Therefore, courage, courage! She would be a proud and happy woman yet—the Sheean ny Feaynid had said so.

Only the great thing was to get home before daybreak, so that nobody might see her until all was over.

Somewhere in the dead and vacant dawn a pale, forlorn-looking woman, whom nobody could have known for Bessie Collister, was approaching the village of the glen. She had been eighteen hours on her journey, most of the time on her feet. Her fur-lined cloak was sodden and heavy. Her black hair had been torn from its knot and was hanging dank over her neck and shoulders. Her feet, in her dry boots, were cold and bleeding. A silk scarf which had been tied over her closely-fitting fur cap was dripping, and a little bag on her arms was wet through with all that was contained in it.

She had expected to arrive before break of day, but nobody in the village was yet stirring. In the long street of whitewashed houses all the window blinds were still down and looking like closed eye-lids.

She tied up her hair, removed the scarf and put on a veil from her handbag, drew it closely over her face, and then walked with head down and a step as light as she could make it, through the sleeping village.

She met nobody.
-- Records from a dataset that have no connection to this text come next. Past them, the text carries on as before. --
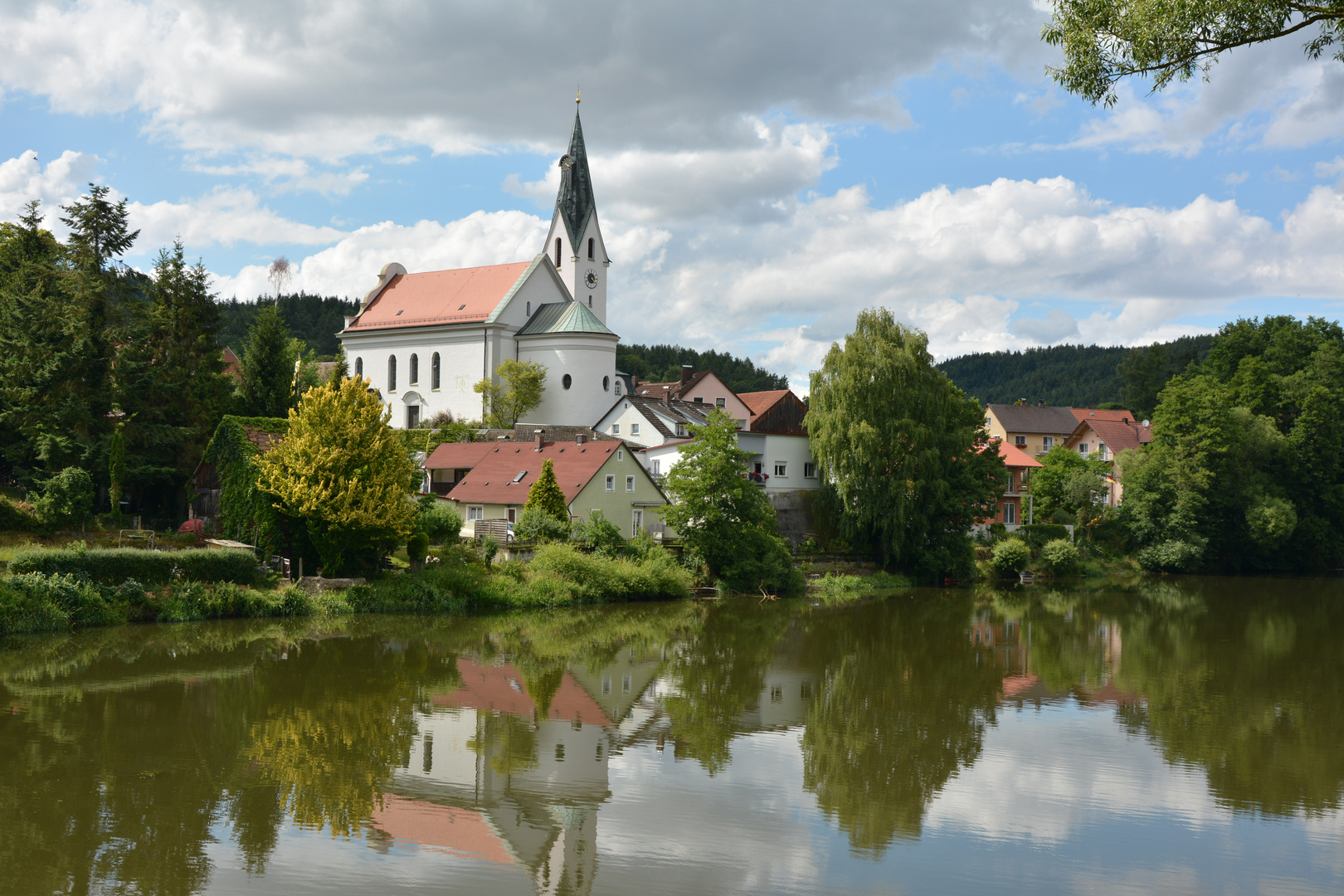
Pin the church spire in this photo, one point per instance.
(576, 203)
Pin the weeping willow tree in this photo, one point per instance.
(903, 448)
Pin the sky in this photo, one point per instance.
(762, 171)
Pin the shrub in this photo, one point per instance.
(67, 500)
(1011, 555)
(440, 522)
(113, 566)
(1170, 557)
(1059, 557)
(539, 527)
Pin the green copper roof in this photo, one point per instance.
(563, 317)
(576, 203)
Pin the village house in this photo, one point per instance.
(424, 340)
(491, 481)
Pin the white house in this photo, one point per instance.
(424, 340)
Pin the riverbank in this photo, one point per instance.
(50, 596)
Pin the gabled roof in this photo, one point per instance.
(1032, 418)
(762, 402)
(1118, 436)
(576, 203)
(494, 479)
(460, 296)
(457, 455)
(563, 317)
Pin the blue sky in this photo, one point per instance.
(760, 176)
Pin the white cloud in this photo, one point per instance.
(61, 182)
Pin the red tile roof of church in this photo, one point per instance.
(460, 296)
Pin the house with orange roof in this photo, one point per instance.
(425, 338)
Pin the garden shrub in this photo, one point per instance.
(1010, 557)
(539, 527)
(1059, 557)
(113, 566)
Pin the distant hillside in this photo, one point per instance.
(314, 319)
(1077, 375)
(663, 364)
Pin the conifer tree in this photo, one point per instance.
(546, 494)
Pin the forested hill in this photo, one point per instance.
(663, 364)
(1077, 375)
(314, 319)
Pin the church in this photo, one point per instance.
(424, 340)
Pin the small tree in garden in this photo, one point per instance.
(343, 470)
(546, 494)
(722, 516)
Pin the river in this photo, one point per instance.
(1160, 735)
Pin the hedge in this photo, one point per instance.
(113, 566)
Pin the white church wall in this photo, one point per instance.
(587, 359)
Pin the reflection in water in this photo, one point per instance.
(502, 742)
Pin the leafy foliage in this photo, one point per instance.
(1108, 41)
(722, 516)
(903, 448)
(344, 473)
(663, 364)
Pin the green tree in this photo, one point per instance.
(1108, 41)
(546, 496)
(723, 516)
(344, 473)
(519, 392)
(268, 367)
(903, 448)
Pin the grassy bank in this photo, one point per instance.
(61, 590)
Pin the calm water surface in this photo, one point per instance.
(1175, 737)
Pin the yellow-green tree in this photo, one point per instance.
(343, 470)
(518, 392)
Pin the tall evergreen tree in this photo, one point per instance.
(268, 387)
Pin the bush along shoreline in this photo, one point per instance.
(58, 590)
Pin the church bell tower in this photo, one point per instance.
(574, 242)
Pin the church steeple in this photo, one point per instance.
(574, 203)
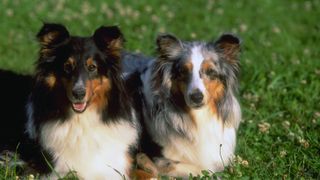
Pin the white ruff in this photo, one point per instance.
(204, 152)
(88, 146)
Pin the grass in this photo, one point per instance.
(280, 67)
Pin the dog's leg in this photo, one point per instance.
(144, 163)
(176, 169)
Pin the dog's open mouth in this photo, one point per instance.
(79, 107)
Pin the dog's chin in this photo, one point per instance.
(79, 107)
(196, 106)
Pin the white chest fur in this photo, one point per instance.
(212, 146)
(85, 144)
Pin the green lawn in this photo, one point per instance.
(280, 65)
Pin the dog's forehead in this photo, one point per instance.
(84, 48)
(199, 54)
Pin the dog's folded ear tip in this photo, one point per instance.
(230, 38)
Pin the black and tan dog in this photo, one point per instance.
(78, 111)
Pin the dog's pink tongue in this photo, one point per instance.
(79, 106)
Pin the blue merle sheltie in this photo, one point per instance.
(78, 110)
(190, 109)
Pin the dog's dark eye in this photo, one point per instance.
(211, 73)
(92, 67)
(68, 68)
(182, 73)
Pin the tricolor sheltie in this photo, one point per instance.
(78, 109)
(190, 108)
Not a door was opened; not a blind was drawn aside; she had not been seen. She drew a long breath of relief. But suddenly, with the first sight of the mill, came a stab of memory,

Dan Baldromma!

Since the witch-doctor had told her that though Dan might rage and tear he could do no harm to her or to Alick she had ceased to think of him. But why had she not thought of the harm he might do to her mother? All the way up since she was a child she had seen the tyrannies he had inflicted upon her mother through her. What fresh tyranny would he inflict on her now?—now that she was coming home like this to be a burden to....

For a moment Bessie told herself she must go back even yet. But she was too weak and too ill to go one step farther. All the same she could not face her step-father in her present condition. If she could only get upstairs to her bedroom and sleep—sleep, sleep!

She listened for the mill-wheel—it was not working. She looked at the mill-door—it had not yet been opened. It was impossible that Dan could be in bed—he was such an early riser. He must have gone up the brews to look at the heifers in the top fields.